Hudson eventually meets Ben, and the two of them form a comfortable and intimate friendship, characterizing themselves as "Mr. Science and Mr. Words," a couple of lonely men who both love Steinbeck and
are unable to express themselves, yet are similarly drawn to each other for reasons they cannot understand. Caddie, meanwhile, realizes that her father's entire life is a mystery to her;
it has never occurred to her to wonder how he managed. She knew just enough about him to believe he existed and that "everything else was a blank."
Michael Thomas Ford uses some powerful imagery in Changing Tides to show how his characters grow and change over this long, hot summer. The perpetual ebb and flow of the ocean and the mysteries of deep-sea aquatic life are beautifully incorporated into
the trajectories of Ben, Hudson and Caddie as they chart an uneasy course through love's perfidious waters, where passion and commitment eventually come to life in many unexpected guises. The tone is languid and pensive, a perfect fit for a novel that is intent to explore the small connections that exist unseen and the ties, however insubstantial, that exist between these people.
Caddie, in particular, dives deeper and deeper, both metaphorically and spiritually, until all that lies before her is a "small circle of gold light that keeps the sea monsters at bay." She develops inside herself a new sense of wanting something more than her old life and what her old self has to offer. Ben must assuage his fury and confront the challenges of fatherhood, particularly with regard to his angry child. Hudson must try to outrun the weight on his shoulders, the burden that becomes heavier every time he has to face his demons, not just of his attraction to Ben but all of the others, the ones from which he's run for so long.
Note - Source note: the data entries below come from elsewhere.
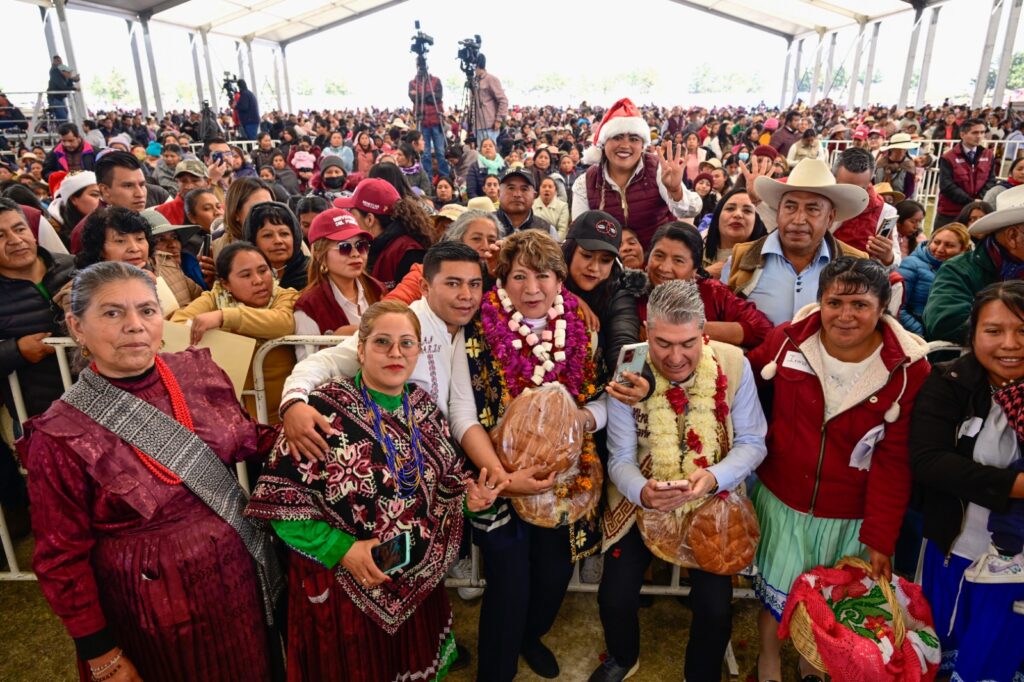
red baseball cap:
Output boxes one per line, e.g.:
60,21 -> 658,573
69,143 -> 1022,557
309,209 -> 374,244
334,177 -> 401,215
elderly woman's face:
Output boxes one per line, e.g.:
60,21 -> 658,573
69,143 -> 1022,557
505,258 -> 562,319
223,251 -> 273,308
68,279 -> 164,378
618,229 -> 643,270
99,227 -> 150,267
358,312 -> 420,394
647,239 -> 697,287
821,283 -> 885,351
971,301 -> 1024,386
462,218 -> 498,258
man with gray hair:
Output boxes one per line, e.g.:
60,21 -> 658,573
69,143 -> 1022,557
590,280 -> 768,682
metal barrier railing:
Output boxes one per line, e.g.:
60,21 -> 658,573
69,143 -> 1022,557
825,139 -> 1024,229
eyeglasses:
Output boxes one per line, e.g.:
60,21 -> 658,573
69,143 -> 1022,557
338,240 -> 370,256
366,334 -> 420,355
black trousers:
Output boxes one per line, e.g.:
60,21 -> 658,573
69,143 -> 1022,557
597,525 -> 732,682
475,512 -> 572,682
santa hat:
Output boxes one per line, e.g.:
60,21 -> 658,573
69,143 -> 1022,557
583,97 -> 650,165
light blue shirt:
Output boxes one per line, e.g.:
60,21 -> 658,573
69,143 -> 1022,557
607,357 -> 768,507
721,229 -> 831,327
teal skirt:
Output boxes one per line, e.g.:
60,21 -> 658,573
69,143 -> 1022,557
751,481 -> 867,620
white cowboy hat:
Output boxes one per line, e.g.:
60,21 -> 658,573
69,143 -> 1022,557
879,133 -> 921,152
968,184 -> 1024,237
754,159 -> 867,221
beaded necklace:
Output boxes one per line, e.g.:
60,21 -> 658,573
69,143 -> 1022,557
359,381 -> 423,498
91,355 -> 196,485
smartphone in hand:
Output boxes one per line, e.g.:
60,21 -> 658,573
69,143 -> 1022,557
654,478 -> 690,491
614,343 -> 649,386
370,530 -> 410,576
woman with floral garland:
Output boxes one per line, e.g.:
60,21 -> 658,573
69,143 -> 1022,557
748,257 -> 930,682
450,229 -> 606,682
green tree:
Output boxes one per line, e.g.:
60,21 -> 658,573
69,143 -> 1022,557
324,80 -> 348,95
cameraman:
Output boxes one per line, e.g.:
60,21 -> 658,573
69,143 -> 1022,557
231,78 -> 259,139
46,54 -> 80,123
409,55 -> 450,182
473,53 -> 509,144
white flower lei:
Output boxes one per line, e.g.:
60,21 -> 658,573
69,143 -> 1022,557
498,280 -> 565,386
647,341 -> 727,497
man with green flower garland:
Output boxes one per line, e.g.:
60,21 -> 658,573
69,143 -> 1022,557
590,281 -> 768,682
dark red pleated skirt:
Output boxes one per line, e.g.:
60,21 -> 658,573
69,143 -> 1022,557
83,498 -> 270,682
288,553 -> 455,682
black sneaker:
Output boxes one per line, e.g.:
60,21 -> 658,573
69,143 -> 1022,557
449,644 -> 471,673
587,656 -> 640,682
521,640 -> 558,680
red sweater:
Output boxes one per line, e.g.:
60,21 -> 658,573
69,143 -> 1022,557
746,310 -> 930,555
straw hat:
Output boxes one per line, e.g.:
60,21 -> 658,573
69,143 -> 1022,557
968,184 -> 1024,237
754,159 -> 868,220
879,133 -> 921,152
874,182 -> 906,204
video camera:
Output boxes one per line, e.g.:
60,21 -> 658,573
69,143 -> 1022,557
221,71 -> 239,101
458,34 -> 480,78
409,19 -> 434,58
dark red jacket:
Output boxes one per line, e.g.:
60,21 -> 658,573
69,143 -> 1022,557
746,308 -> 931,555
833,185 -> 886,251
295,275 -> 384,333
587,154 -> 676,253
938,142 -> 995,216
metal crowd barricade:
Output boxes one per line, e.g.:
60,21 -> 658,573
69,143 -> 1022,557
825,139 -> 1024,232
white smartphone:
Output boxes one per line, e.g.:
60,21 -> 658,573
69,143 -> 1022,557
654,478 -> 690,491
614,343 -> 648,386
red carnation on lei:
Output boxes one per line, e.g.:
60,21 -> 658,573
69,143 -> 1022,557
686,429 -> 707,454
665,386 -> 690,415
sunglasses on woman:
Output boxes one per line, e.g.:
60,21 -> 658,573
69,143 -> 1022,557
338,240 -> 370,256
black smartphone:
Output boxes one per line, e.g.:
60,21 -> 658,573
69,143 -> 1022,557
370,530 -> 409,576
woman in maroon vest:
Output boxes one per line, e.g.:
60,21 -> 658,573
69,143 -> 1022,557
334,177 -> 433,290
295,209 -> 384,360
572,99 -> 703,250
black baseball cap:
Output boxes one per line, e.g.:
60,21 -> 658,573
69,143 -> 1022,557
501,166 -> 537,189
565,211 -> 623,256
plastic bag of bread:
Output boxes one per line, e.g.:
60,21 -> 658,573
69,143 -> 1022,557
637,509 -> 697,568
637,492 -> 761,576
490,385 -> 583,478
512,448 -> 604,528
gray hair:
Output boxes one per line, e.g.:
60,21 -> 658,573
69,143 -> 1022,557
71,260 -> 160,319
647,280 -> 707,329
438,209 -> 502,242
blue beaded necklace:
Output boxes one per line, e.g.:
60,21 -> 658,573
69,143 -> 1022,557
359,381 -> 423,498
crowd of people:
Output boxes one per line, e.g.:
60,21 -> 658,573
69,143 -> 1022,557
0,83 -> 1024,682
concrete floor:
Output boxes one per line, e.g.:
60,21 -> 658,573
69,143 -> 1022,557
0,532 -> 797,682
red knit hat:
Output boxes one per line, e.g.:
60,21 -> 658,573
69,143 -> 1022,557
46,171 -> 68,197
583,97 -> 650,165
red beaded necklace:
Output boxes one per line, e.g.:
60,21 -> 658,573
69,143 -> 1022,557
91,355 -> 196,485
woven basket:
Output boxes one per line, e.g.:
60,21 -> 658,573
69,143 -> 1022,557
790,556 -> 906,673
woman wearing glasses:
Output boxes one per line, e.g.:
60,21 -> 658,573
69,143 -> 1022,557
246,301 -> 505,682
295,209 -> 384,360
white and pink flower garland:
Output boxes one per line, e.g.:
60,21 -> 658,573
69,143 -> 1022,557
480,281 -> 589,397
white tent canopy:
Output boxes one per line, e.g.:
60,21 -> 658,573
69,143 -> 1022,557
18,0 -> 1024,116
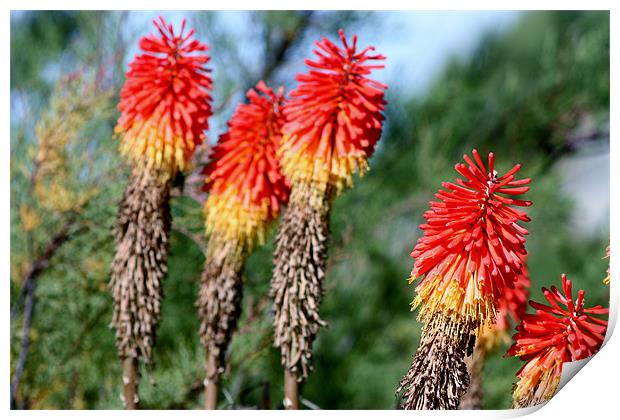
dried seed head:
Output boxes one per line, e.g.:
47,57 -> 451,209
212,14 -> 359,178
396,314 -> 474,410
271,184 -> 333,381
196,236 -> 246,372
110,170 -> 171,363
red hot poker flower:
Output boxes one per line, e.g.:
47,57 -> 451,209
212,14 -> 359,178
203,81 -> 289,245
411,150 -> 531,334
508,274 -> 609,407
279,30 -> 387,195
115,17 -> 212,175
508,274 -> 609,362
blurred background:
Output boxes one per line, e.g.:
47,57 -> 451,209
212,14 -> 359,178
10,11 -> 610,409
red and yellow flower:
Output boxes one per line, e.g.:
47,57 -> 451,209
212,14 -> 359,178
278,30 -> 387,197
115,17 -> 212,176
603,245 -> 611,285
508,274 -> 609,407
410,150 -> 531,333
203,81 -> 289,247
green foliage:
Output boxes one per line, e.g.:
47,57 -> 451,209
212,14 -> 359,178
11,12 -> 609,409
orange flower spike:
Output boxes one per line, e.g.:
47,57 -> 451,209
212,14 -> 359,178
278,30 -> 387,192
203,81 -> 289,246
115,17 -> 212,176
411,150 -> 531,328
507,274 -> 609,407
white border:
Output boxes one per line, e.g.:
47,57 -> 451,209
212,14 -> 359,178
0,0 -> 620,419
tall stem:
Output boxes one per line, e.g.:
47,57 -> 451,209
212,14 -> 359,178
205,353 -> 220,410
284,369 -> 299,410
122,357 -> 139,410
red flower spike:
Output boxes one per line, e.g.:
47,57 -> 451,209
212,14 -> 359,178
507,274 -> 609,401
603,245 -> 611,285
508,274 -> 609,362
279,30 -> 387,192
203,81 -> 289,243
115,17 -> 212,175
411,150 -> 531,328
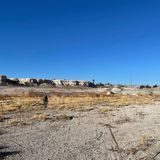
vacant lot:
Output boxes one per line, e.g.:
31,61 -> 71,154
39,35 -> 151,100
0,89 -> 160,160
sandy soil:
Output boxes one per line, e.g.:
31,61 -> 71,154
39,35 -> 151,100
0,103 -> 160,160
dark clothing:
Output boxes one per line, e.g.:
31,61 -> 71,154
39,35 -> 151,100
43,95 -> 48,108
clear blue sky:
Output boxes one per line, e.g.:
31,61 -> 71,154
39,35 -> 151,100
0,0 -> 160,84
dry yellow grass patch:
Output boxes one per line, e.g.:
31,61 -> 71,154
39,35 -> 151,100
0,93 -> 160,114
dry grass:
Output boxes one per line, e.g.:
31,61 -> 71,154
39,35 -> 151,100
0,91 -> 160,115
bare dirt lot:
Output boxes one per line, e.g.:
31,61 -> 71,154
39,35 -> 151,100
0,87 -> 160,160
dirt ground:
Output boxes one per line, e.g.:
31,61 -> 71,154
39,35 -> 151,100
0,102 -> 160,160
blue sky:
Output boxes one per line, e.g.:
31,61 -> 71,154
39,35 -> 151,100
0,0 -> 160,84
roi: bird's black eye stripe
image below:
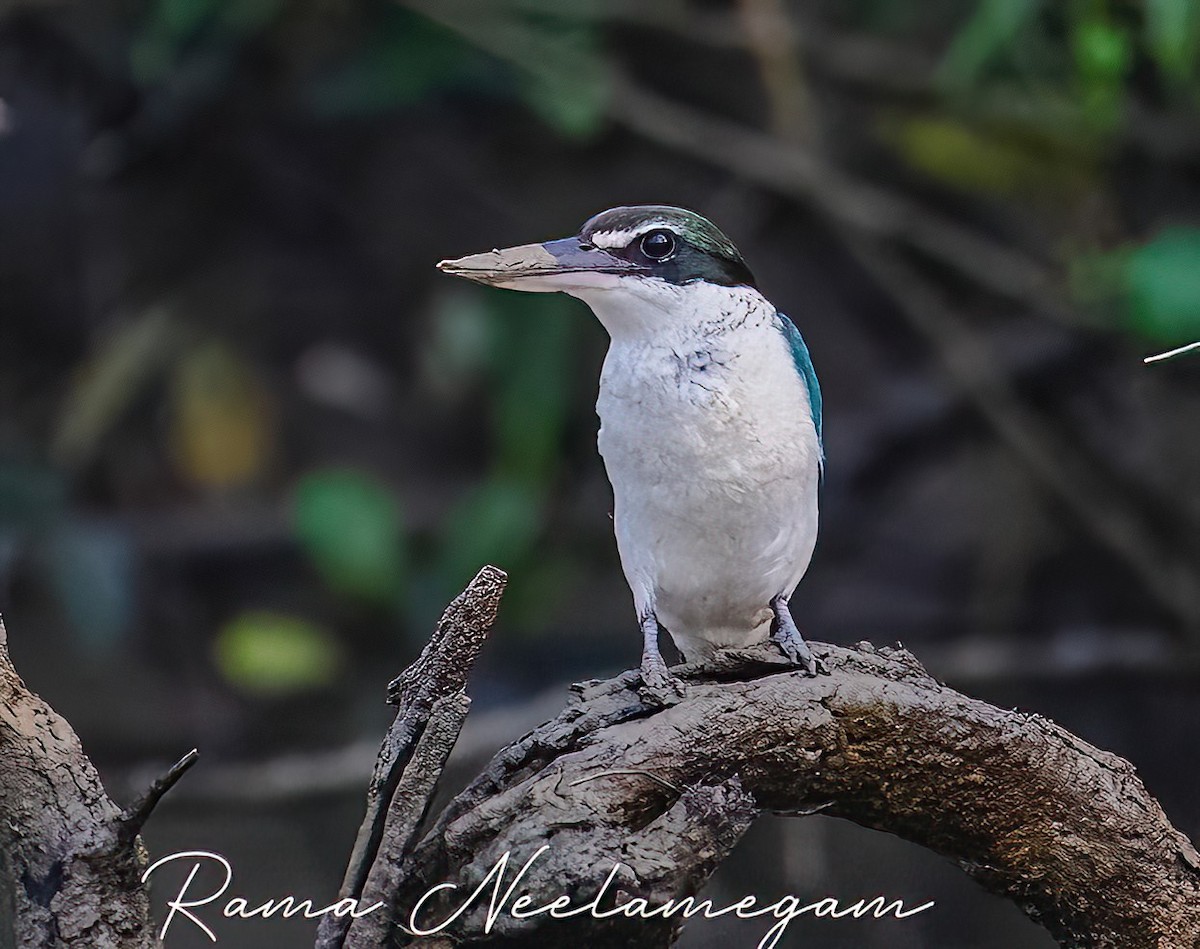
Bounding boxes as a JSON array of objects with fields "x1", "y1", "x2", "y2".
[{"x1": 638, "y1": 228, "x2": 676, "y2": 263}]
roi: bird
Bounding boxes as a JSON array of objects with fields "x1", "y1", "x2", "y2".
[{"x1": 438, "y1": 205, "x2": 827, "y2": 703}]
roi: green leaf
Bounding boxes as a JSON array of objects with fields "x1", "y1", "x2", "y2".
[
  {"x1": 1124, "y1": 227, "x2": 1200, "y2": 346},
  {"x1": 1145, "y1": 0, "x2": 1200, "y2": 83},
  {"x1": 214, "y1": 611, "x2": 344, "y2": 696},
  {"x1": 440, "y1": 476, "x2": 545, "y2": 589},
  {"x1": 293, "y1": 469, "x2": 404, "y2": 605},
  {"x1": 1072, "y1": 19, "x2": 1133, "y2": 82},
  {"x1": 937, "y1": 0, "x2": 1042, "y2": 90},
  {"x1": 492, "y1": 294, "x2": 587, "y2": 485},
  {"x1": 310, "y1": 10, "x2": 479, "y2": 116}
]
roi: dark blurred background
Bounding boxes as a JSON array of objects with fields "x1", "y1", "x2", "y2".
[{"x1": 0, "y1": 0, "x2": 1200, "y2": 949}]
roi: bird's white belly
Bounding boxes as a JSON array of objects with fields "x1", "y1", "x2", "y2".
[{"x1": 596, "y1": 337, "x2": 820, "y2": 659}]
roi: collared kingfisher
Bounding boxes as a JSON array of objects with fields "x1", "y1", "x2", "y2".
[{"x1": 438, "y1": 205, "x2": 826, "y2": 702}]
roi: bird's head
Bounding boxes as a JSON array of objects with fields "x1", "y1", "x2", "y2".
[{"x1": 438, "y1": 205, "x2": 755, "y2": 335}]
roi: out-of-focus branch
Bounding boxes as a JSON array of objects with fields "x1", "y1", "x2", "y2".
[
  {"x1": 847, "y1": 235, "x2": 1200, "y2": 635},
  {"x1": 610, "y1": 72, "x2": 1074, "y2": 320},
  {"x1": 367, "y1": 643, "x2": 1200, "y2": 949}
]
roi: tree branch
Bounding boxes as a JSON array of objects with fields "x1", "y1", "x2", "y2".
[
  {"x1": 317, "y1": 566, "x2": 508, "y2": 949},
  {"x1": 362, "y1": 643, "x2": 1200, "y2": 949},
  {"x1": 0, "y1": 621, "x2": 165, "y2": 949}
]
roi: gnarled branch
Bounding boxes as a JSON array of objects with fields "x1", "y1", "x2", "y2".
[
  {"x1": 355, "y1": 643, "x2": 1200, "y2": 949},
  {"x1": 0, "y1": 623, "x2": 174, "y2": 949}
]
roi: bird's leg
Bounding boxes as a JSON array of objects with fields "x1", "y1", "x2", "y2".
[
  {"x1": 638, "y1": 608, "x2": 684, "y2": 705},
  {"x1": 770, "y1": 594, "x2": 829, "y2": 675}
]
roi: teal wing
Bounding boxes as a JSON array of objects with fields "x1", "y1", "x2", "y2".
[{"x1": 776, "y1": 311, "x2": 824, "y2": 467}]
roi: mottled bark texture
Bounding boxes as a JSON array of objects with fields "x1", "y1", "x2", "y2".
[
  {"x1": 0, "y1": 623, "x2": 156, "y2": 949},
  {"x1": 354, "y1": 644, "x2": 1200, "y2": 949}
]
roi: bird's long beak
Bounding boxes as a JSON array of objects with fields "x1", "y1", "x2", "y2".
[{"x1": 438, "y1": 238, "x2": 644, "y2": 292}]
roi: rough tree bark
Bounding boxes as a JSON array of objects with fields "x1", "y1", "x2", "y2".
[
  {"x1": 0, "y1": 621, "x2": 196, "y2": 949},
  {"x1": 323, "y1": 578, "x2": 1200, "y2": 949},
  {"x1": 0, "y1": 567, "x2": 1200, "y2": 949}
]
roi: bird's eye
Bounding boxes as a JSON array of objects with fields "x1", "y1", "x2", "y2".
[{"x1": 641, "y1": 230, "x2": 676, "y2": 262}]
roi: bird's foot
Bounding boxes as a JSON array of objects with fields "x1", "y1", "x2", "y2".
[
  {"x1": 770, "y1": 597, "x2": 829, "y2": 675},
  {"x1": 637, "y1": 656, "x2": 685, "y2": 708}
]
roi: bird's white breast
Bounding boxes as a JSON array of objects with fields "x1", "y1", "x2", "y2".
[{"x1": 588, "y1": 283, "x2": 820, "y2": 659}]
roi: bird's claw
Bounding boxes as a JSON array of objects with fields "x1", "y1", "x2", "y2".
[
  {"x1": 637, "y1": 659, "x2": 685, "y2": 708},
  {"x1": 770, "y1": 630, "x2": 829, "y2": 675}
]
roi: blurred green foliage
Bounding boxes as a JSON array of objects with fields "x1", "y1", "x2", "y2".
[
  {"x1": 292, "y1": 469, "x2": 407, "y2": 607},
  {"x1": 1121, "y1": 227, "x2": 1200, "y2": 347},
  {"x1": 212, "y1": 611, "x2": 346, "y2": 697}
]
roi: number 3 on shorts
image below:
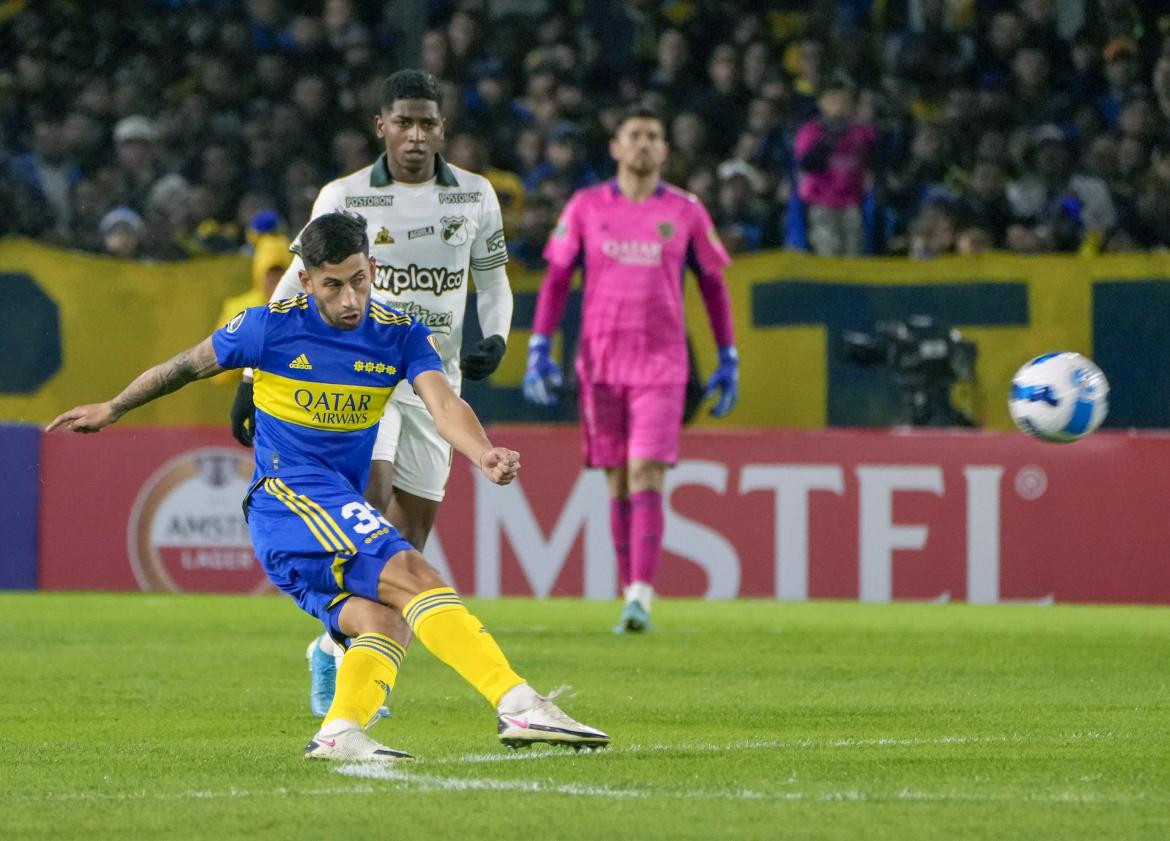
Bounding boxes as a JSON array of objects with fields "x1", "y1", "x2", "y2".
[{"x1": 342, "y1": 502, "x2": 390, "y2": 535}]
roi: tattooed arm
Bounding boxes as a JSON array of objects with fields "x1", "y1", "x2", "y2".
[{"x1": 44, "y1": 337, "x2": 223, "y2": 432}]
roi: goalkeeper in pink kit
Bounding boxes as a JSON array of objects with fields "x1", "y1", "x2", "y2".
[{"x1": 524, "y1": 108, "x2": 739, "y2": 633}]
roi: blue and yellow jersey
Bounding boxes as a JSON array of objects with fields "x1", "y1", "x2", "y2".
[{"x1": 212, "y1": 295, "x2": 442, "y2": 492}]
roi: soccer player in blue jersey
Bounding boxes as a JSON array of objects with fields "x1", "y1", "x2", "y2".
[{"x1": 47, "y1": 212, "x2": 610, "y2": 760}]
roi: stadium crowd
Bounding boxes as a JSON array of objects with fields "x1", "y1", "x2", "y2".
[{"x1": 0, "y1": 0, "x2": 1170, "y2": 267}]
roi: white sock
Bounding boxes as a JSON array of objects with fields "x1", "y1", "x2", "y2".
[
  {"x1": 496, "y1": 683, "x2": 541, "y2": 716},
  {"x1": 317, "y1": 718, "x2": 362, "y2": 736},
  {"x1": 626, "y1": 581, "x2": 654, "y2": 611}
]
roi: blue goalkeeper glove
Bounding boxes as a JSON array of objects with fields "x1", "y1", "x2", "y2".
[
  {"x1": 703, "y1": 347, "x2": 739, "y2": 418},
  {"x1": 524, "y1": 333, "x2": 564, "y2": 406}
]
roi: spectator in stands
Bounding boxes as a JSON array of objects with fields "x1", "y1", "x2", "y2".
[
  {"x1": 0, "y1": 0, "x2": 1170, "y2": 256},
  {"x1": 98, "y1": 207, "x2": 146, "y2": 260},
  {"x1": 1007, "y1": 125, "x2": 1117, "y2": 250},
  {"x1": 794, "y1": 81, "x2": 876, "y2": 256},
  {"x1": 956, "y1": 160, "x2": 1012, "y2": 248},
  {"x1": 1097, "y1": 37, "x2": 1137, "y2": 129},
  {"x1": 649, "y1": 29, "x2": 696, "y2": 108},
  {"x1": 447, "y1": 131, "x2": 524, "y2": 237},
  {"x1": 524, "y1": 122, "x2": 600, "y2": 200},
  {"x1": 8, "y1": 109, "x2": 81, "y2": 239},
  {"x1": 113, "y1": 115, "x2": 163, "y2": 217},
  {"x1": 886, "y1": 123, "x2": 954, "y2": 239},
  {"x1": 695, "y1": 43, "x2": 748, "y2": 156},
  {"x1": 663, "y1": 111, "x2": 711, "y2": 184},
  {"x1": 909, "y1": 194, "x2": 958, "y2": 260}
]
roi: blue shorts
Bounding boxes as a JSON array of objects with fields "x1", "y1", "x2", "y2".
[{"x1": 247, "y1": 473, "x2": 413, "y2": 643}]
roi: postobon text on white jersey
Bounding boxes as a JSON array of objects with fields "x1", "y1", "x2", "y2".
[{"x1": 273, "y1": 156, "x2": 510, "y2": 405}]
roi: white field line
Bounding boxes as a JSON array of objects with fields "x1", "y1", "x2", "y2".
[
  {"x1": 422, "y1": 731, "x2": 1119, "y2": 765},
  {"x1": 0, "y1": 731, "x2": 1151, "y2": 804},
  {"x1": 336, "y1": 763, "x2": 1170, "y2": 805}
]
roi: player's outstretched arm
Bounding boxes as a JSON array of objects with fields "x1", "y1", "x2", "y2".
[
  {"x1": 44, "y1": 337, "x2": 225, "y2": 432},
  {"x1": 411, "y1": 371, "x2": 519, "y2": 484}
]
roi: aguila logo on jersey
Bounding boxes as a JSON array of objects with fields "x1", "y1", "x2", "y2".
[
  {"x1": 439, "y1": 193, "x2": 483, "y2": 205},
  {"x1": 126, "y1": 447, "x2": 271, "y2": 593},
  {"x1": 373, "y1": 263, "x2": 463, "y2": 299},
  {"x1": 439, "y1": 216, "x2": 467, "y2": 246},
  {"x1": 488, "y1": 228, "x2": 508, "y2": 254}
]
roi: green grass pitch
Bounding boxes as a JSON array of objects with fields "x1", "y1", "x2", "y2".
[{"x1": 0, "y1": 594, "x2": 1170, "y2": 841}]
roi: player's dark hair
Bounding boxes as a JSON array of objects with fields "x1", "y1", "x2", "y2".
[
  {"x1": 613, "y1": 102, "x2": 666, "y2": 135},
  {"x1": 293, "y1": 211, "x2": 370, "y2": 269},
  {"x1": 380, "y1": 70, "x2": 442, "y2": 111}
]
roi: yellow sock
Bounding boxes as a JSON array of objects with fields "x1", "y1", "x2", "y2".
[
  {"x1": 324, "y1": 634, "x2": 406, "y2": 728},
  {"x1": 402, "y1": 587, "x2": 524, "y2": 706}
]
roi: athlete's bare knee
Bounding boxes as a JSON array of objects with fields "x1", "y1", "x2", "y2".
[
  {"x1": 378, "y1": 549, "x2": 450, "y2": 611},
  {"x1": 629, "y1": 459, "x2": 667, "y2": 494},
  {"x1": 337, "y1": 597, "x2": 411, "y2": 648},
  {"x1": 605, "y1": 464, "x2": 629, "y2": 499}
]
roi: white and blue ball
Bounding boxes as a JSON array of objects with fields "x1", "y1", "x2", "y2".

The author makes the most of his powerful setting, particularly the picaresque town of Monterey and its surrounds, including the famous Cannery Row, now a tourist attraction, visited by people who, as Hudson notes, have mostly probably never heard of John Steinbeck or his famous book. While some of the later scenes in the novel do feel a bit telegraphed, Ford's sensitive and potent insights into the heart of the human condition add much to much to the story of Ben, Hudson, and Caddie as they gradually learn to overcome their fears about themselves and each other.